The authors evaluate a packed adapter format to optimize serving efficiency in large-scale deployments, focusing on reducing cold-load overhead. The results demonstrate that while the file size remains similar, the packed format drastically reduces the number of tensor objects, leading to substantial speedups in loading and initialization processes. Packing reduces the number of tensor objects by over 50 times while maintaining a similar file size. Cold-load operations, such as reading tensors and building loader objects, become roughly 30 to 55 times faster. Live engine loading times improve by approximately 8.5 times across different batch sizes.
The experiment evaluates various memory mechanisms on a base model, comparing textual retrieval, parametric updates, and outside-channel methods against the proposed delta-Mem variants. Results indicate that while traditional memory augmentation often degrades performance relative to the base model, the delta-Mem configurations consistently outperform both the baseline and other memory strategies. The different delta-Mem variants demonstrate robust improvements across reasoning, memory, and instruction-following tasks. delta-Mem variants consistently achieve superior overall performance compared to the base model and alternative memory methods. Textual memory and outside-channel memory approaches generally underperform relative to the base model across the evaluated benchmarks. Specific delta-Mem configurations show distinct strengths, with different variants leading in specific categories like long-context memory or reasoning accuracy.
The authors evaluate the structural scaling of a simulated social environment using per-user LoRA adapters as the population size increases. Results demonstrate that larger populations form more distinct interaction communities with higher modularity and reduced within-group homophily. Identity metrics such as stance standard deviation remain consistent across population sizes, indicating that individual behavioral diversity is preserved during scale-out. Effective interaction communities and co-engagement modularity increase substantially as population size grows. Within-community side-homophily decreases with larger populations, fostering more diverse cross-group interactions. Stance standard deviations for supportive and skeptical users remain stable across different population scales.

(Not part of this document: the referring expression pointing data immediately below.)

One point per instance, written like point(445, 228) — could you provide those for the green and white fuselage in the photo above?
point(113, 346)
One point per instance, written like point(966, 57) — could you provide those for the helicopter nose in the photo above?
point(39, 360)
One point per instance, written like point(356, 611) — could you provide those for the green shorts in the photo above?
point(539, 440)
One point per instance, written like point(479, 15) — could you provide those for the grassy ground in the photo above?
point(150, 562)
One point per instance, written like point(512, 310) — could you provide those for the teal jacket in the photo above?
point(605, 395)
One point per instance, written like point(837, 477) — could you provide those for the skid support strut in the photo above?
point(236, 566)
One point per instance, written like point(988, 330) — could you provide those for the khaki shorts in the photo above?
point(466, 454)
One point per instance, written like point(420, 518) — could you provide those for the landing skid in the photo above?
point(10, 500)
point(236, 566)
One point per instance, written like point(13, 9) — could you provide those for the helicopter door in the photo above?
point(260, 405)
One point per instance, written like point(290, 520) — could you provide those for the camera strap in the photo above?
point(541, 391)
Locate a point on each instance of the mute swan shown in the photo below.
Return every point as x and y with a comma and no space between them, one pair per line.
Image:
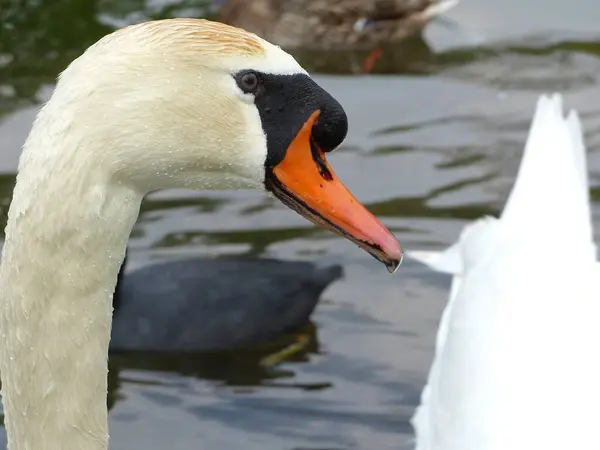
328,24
192,305
516,365
175,103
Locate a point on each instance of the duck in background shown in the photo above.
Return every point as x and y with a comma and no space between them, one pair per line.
516,363
201,304
333,24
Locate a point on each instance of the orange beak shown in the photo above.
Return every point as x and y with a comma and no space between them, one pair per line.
304,181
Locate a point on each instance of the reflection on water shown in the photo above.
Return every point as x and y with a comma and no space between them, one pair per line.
429,148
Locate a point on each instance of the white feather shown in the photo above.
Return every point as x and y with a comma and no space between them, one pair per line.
517,365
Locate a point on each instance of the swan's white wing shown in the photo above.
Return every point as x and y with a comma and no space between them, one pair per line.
516,364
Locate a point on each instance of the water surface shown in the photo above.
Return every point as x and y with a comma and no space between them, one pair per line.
435,139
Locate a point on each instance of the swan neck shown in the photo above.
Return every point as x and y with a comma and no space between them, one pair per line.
65,241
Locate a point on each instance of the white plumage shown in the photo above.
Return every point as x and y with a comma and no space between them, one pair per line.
517,359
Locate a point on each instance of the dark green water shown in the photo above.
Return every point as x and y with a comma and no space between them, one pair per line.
435,141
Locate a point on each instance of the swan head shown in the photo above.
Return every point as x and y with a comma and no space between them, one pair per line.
187,103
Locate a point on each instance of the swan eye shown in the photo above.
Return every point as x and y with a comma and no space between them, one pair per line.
249,82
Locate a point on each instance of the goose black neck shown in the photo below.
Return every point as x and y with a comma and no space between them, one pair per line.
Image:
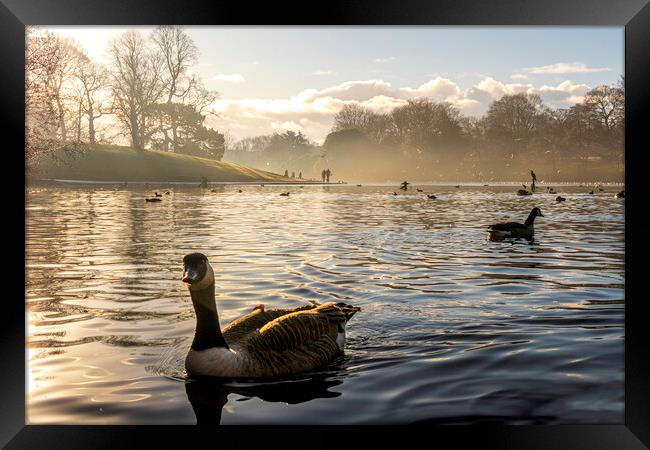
531,219
208,332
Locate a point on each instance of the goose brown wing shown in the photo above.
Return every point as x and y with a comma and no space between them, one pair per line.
298,341
509,226
241,328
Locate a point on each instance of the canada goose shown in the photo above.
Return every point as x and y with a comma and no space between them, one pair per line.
515,229
263,343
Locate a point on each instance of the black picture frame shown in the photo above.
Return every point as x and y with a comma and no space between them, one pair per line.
634,15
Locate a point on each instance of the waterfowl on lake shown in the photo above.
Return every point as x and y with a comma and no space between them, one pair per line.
265,342
515,229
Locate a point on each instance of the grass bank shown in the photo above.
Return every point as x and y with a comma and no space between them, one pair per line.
118,163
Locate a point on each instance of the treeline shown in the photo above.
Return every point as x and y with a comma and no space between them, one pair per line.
146,95
432,140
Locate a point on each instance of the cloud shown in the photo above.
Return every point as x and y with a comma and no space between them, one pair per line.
233,78
520,76
312,110
557,68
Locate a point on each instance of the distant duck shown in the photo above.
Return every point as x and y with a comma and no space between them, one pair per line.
265,342
515,229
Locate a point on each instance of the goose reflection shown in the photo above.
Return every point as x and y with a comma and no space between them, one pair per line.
208,395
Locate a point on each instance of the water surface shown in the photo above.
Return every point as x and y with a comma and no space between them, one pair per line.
453,329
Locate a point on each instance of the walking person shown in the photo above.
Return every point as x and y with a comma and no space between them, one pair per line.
532,186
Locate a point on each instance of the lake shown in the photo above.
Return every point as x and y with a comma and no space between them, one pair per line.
453,328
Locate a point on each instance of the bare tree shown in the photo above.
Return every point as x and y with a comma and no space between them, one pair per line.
137,83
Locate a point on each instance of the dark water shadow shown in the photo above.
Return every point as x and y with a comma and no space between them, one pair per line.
208,395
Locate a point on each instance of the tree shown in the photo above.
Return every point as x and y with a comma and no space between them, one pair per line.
137,83
93,79
178,52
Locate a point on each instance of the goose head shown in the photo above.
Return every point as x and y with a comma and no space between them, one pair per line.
197,272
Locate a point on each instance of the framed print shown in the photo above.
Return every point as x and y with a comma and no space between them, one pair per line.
382,213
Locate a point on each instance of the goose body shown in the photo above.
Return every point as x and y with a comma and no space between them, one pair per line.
265,342
515,229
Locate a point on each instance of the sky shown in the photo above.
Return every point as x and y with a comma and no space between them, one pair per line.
273,78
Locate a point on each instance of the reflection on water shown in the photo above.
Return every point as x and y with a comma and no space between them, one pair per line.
453,329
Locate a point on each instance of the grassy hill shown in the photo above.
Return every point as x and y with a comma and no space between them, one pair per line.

The experiments validate EvoBot's superior ability to simulate real-world social dynamics across pandemic and conflict datasets compared to baseline methods, while demonstrating that per-user LoRA adapters generate more diverse activity and effective community structures than shared-base models. Efficiency evaluations confirm that a packed adapter format significantly reduces loading overhead, and memory mechanism tests show that delta-Mem variants consistently outperform traditional augmentation strategies across reasoning and instruction tasks. Additionally, structural scaling analysis reveals that increasing population size fosters distinct interaction communities and reduces homophily without compromising individual behavioral diversity.